Sorry for the CAPITALIZED words, but I couldn't resist (;


----------



## dramaqueen (Jul 7, 2008)

Welcome to the forum. Khan is absolutely beautiful!!!


----------



## cloudgodd (Feb 26, 2010)

beautiful


----------



## Neelie (Feb 18, 2010)

wow! lovely fish. very vibrant colors! thank god you took him home


----------



## bloo97 (Mar 6, 2010)

He reminds me of sommething I would find in Florida! He looks like a tropical fruit!(Color) He *Looks* like a very healthy fish! LUV HIM!!!


----------



## BettaxFishxCrazy (Sep 5, 2009)

Wow, he's gorgeous! He's colored up very nicely. Great job!


----------



## 1fish2fish (Sep 10, 2009)

Very nice! Thats the longest tail I've ever seen on a delta. Very pretty.


----------



## doggyhog (Apr 30, 2009)

OOoooooOOOOooo!!!!! Love him!!!!!!


----------



## nochoramet (Oct 2, 2009)

WOW! He is a stunner! My jaw dropped when I saw him! He's got an amazing tail! Very lucky find, I'm jealous


----------



## mysquishy (Mar 12, 2010)

Wow, he is gorgeous. I love his tail and his colors are great.


----------



## Jupiter (Aug 30, 2009)

I used to have a Dwarf Gourami named Genghis Khan! Your betta is sooooo gorgeous though. That tail is PERFECT!


----------



## vaygirl (Sep 10, 2009)

He's amazing. Really! I wanna steal him!


----------



## WuGolfer07 (Mar 23, 2010)

Where do you get such an awesome looking betta like that? All i ever see its basic looking males and females and sometimes crown tails ( not that their is anything wrong with em, =] ).

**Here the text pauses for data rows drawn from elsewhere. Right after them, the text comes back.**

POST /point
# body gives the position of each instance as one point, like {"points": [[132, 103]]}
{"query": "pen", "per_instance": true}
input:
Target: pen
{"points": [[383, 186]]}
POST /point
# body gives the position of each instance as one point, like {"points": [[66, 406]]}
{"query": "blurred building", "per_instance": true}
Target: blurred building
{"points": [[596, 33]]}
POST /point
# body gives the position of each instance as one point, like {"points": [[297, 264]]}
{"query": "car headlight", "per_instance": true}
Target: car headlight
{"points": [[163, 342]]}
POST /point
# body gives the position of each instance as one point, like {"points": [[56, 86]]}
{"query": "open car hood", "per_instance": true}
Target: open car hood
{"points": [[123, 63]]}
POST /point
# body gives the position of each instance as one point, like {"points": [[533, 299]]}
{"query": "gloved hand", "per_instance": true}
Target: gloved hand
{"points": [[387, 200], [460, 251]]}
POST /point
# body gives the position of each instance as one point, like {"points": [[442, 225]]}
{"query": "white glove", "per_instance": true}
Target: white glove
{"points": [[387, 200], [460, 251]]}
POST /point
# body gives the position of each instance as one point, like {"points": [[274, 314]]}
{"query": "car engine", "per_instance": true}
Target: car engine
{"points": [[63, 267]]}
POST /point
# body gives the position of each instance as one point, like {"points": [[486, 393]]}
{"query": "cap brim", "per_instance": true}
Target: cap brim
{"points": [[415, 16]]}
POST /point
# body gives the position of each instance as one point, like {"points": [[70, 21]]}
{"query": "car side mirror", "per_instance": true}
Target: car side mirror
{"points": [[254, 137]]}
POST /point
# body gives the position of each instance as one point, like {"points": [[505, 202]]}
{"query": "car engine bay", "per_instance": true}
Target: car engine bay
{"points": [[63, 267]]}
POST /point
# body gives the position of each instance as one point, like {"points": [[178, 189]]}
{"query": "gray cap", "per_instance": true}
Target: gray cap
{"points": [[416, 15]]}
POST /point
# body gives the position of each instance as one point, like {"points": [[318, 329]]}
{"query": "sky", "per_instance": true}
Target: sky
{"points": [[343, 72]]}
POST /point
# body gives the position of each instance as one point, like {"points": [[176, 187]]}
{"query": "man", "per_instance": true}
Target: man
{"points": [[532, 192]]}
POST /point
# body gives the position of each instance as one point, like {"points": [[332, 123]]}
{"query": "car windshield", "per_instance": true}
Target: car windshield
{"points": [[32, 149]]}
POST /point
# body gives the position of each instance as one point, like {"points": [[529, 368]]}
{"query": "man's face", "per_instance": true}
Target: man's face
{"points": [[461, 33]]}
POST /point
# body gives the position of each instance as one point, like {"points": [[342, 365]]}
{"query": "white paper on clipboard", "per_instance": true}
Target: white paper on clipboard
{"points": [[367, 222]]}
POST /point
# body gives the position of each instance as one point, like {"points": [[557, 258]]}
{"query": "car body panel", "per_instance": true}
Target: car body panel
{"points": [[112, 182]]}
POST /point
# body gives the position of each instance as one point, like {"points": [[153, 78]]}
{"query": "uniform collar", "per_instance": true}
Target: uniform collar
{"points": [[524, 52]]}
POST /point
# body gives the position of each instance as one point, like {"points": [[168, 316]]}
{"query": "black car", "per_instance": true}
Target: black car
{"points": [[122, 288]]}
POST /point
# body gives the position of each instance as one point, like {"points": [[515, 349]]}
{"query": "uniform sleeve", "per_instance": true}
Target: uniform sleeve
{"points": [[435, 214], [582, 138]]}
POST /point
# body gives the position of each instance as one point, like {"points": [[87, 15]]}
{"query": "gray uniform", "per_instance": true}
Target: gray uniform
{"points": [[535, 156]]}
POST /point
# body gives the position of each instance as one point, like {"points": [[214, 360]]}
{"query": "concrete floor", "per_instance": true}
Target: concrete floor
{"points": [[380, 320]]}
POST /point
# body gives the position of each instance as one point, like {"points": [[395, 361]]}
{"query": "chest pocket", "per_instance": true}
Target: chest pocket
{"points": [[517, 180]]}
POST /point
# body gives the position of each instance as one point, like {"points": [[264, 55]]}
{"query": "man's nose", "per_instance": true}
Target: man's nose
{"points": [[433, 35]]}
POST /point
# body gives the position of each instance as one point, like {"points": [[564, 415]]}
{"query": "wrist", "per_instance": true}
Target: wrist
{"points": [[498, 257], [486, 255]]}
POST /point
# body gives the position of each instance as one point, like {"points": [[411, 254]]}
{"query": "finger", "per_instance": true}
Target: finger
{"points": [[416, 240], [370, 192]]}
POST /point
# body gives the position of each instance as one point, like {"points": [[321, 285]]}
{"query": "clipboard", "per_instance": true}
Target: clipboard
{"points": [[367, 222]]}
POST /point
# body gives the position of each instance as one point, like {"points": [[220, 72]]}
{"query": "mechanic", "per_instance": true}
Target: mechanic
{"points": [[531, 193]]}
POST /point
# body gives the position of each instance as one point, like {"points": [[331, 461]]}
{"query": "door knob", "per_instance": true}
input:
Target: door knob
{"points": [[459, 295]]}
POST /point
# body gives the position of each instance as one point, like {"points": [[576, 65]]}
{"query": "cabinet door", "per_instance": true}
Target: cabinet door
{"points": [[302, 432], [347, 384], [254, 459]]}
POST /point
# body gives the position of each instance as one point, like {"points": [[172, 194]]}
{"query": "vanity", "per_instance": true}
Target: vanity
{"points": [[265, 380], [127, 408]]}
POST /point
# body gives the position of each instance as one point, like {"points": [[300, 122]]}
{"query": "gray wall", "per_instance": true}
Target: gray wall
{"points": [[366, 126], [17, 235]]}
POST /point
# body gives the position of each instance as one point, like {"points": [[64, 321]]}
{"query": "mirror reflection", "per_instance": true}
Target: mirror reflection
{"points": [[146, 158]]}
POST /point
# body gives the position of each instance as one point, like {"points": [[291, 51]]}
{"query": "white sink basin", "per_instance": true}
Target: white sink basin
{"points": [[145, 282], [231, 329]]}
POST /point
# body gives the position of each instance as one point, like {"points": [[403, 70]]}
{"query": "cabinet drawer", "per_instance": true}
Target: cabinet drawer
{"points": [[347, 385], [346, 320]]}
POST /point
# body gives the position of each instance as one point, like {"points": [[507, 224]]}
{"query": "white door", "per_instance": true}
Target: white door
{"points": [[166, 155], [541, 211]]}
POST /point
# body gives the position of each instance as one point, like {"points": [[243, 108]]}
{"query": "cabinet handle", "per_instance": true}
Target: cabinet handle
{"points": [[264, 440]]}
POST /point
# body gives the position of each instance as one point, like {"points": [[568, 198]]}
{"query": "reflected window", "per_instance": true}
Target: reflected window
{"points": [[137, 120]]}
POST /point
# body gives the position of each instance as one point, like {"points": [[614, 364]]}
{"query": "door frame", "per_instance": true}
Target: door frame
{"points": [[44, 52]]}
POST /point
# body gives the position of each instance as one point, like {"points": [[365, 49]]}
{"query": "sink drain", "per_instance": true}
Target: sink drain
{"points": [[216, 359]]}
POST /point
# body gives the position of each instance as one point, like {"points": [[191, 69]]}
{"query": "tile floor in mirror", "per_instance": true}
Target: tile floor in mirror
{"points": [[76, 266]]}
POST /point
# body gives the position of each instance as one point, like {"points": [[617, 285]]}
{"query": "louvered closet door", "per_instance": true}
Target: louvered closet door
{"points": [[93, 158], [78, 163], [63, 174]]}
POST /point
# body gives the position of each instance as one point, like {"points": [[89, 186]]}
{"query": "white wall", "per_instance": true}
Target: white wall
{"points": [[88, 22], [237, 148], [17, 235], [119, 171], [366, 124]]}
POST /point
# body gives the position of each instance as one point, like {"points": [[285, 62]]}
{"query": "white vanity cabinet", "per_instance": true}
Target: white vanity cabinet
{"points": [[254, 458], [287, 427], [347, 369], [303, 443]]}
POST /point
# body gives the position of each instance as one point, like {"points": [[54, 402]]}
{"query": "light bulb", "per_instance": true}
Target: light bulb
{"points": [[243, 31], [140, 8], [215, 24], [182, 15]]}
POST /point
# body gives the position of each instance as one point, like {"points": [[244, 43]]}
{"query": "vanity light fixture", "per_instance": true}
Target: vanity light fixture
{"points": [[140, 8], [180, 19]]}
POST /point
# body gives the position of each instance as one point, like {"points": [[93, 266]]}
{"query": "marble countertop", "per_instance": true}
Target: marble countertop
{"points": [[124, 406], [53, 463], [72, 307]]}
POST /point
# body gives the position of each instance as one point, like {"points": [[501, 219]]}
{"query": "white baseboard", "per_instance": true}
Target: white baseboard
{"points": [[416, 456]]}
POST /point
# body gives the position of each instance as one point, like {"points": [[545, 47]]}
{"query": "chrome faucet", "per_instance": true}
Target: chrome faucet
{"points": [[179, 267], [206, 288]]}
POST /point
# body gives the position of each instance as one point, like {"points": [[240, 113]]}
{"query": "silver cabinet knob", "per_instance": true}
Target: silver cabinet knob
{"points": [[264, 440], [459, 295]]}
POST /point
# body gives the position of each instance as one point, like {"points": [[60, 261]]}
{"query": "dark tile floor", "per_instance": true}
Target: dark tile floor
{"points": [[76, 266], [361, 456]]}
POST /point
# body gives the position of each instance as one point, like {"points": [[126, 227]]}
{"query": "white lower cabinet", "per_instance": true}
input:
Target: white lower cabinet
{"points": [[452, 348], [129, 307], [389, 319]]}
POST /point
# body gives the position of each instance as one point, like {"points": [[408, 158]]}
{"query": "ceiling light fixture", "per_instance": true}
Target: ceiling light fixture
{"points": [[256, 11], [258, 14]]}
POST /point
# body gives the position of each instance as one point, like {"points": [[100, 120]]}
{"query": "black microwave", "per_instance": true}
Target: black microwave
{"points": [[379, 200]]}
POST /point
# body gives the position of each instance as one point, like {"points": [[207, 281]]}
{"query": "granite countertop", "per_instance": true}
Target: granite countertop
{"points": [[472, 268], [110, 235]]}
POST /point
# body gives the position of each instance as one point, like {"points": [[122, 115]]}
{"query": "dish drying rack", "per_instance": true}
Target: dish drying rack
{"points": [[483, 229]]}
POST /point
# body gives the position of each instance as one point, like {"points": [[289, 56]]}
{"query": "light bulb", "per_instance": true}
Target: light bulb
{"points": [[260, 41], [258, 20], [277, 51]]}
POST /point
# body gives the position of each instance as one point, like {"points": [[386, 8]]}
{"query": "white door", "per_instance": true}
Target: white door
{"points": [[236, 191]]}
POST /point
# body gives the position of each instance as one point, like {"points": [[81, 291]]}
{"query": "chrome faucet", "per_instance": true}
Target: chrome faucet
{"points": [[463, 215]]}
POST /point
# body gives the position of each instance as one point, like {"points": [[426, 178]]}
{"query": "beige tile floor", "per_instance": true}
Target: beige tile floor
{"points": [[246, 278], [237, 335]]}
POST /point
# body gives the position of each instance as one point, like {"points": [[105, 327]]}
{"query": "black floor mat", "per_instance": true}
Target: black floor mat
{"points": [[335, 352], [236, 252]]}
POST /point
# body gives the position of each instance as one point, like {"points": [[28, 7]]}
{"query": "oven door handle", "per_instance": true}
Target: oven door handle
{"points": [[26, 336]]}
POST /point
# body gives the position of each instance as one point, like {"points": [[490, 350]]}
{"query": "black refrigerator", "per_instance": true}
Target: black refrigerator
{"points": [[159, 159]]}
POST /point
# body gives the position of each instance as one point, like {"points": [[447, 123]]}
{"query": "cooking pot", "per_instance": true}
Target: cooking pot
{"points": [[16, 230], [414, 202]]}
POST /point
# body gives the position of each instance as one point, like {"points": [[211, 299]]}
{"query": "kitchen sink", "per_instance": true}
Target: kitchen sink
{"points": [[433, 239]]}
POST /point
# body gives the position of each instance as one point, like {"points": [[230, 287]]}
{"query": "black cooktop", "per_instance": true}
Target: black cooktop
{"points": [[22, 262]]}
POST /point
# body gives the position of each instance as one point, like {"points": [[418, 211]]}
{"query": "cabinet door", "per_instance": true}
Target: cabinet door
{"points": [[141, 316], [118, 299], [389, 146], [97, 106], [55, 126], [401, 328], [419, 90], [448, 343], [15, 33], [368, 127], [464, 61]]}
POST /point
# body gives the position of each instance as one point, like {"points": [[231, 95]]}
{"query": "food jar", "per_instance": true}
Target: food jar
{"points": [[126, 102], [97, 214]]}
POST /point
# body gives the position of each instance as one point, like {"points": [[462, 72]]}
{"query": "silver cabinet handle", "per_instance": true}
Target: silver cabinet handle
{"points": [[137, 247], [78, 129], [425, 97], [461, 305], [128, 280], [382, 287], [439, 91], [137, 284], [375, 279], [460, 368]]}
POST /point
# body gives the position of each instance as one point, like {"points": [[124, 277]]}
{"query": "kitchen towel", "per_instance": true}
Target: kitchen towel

But, where do i get the fancy looking bettas like that? =] =] =]
My local petsmart and petcos do not have bettas that look like that


----------



## hnm23 (Mar 17, 2010)

Thanks everyone! I love him and he has such a great personality! He loves to chase and flare up and my finger and is always on the hunt for little tidbits. He's a very fun betta! 

I actually found him at Care A Lot in Newport News, VA. He was incorrectly marked as a half moon... but I loved him and just informed them that all their halfmoon bettas were actually deltas. They have another one that I was SO close to getting. He was true purple lavender and a rose pink color. His finnage was no where near as nice as Khan's so I stuck with my original plan to get him and I'm SO pleased I did. He looks amazing and is just too cute!


----------



## WuGolfer07 (Mar 23, 2010)

so in other words, i should try mom and pops stores that have bettas?


----------



## hnm23 (Mar 17, 2010)

Possibly. Care A Lot is a pretty well known chain in the Hampton Roads area... but sometimes our mom and pop store called Animal Jungle has nice bettas. I got a Opaque white crowntail from there once. You never know what you might find in those types of stores! I actually found my bright purple and pink girl I used to have at petsmart. She was amongst a batch of brown and greenish-brown females.  I'm going to start looking at Care A Lot every time I go to get dog food... I was shocked at the range both in colors and fin varieties they had this last time.


----------



## Jupiter (Aug 30, 2009)

I thought Petco sold all types of bettas? That's where most ofrumers get their 'fancy' bettas from.


----------



## WuGolfer07 (Mar 23, 2010)

well down here in florida i have never seen anything different than your average looking betta and sometimes crowntails at petcos and petsmarts. and i have been to alot of both haha, not saying they dont carry fancies, but i personally have never seen any. But i got a list of local petshops i will check out this weekend =]


----------



## Jupiter (Aug 30, 2009)

Petsmart only sells VTs and CTs, so that's why. If you have an aquarium store called Big Al's, they occasionally get 'fancy' bettas in randomly. That's where I get mine from. You can also try Aquabid if you're allowed to purchase online.


----------



## WuGolfer07 (Mar 23, 2010)

eh... i am very skeptical about aquabid.. it works the same way craigslist almost and i'd rather not get ripped off or scammed like i have on craigslist. I have "read" good and bad things about aquadbid, but have never talked to anyone who has actually purchased a betta from their. So, i am skeptical.


----------



## Jupiter (Aug 30, 2009)

Yeah, there are probably scams. I think it you should pick a reputable breeder from Aquabid and you'd be okay. A lot of users here have bought bettas off of Aquabid, so if you ask around I'm sure they can point you in the right direction.


----------



## WuGolfer07 (Mar 23, 2010)

well i need to tlk to these ppl and also get referred to a solid breeder


----------



## hnm23 (Mar 17, 2010)

Yeah I had thought about Aquabid for a black copper... But I'm not sure I trust it enough yet. For now I'm smitten with my boy... though I forsee more Betta in my future. In the past I could never have just one! 

Here is a video of Khan though it's terrible focus. My camera refused to keep focus on him.. I need to get the actual video camera and try to get a better one.

http://www.youtube.com/watch?v=SjDYu2XT3RA


----------



## WuGolfer07 (Mar 23, 2010)

he is AWESOME looking... i would LOVE to have betta with fins like that!


----------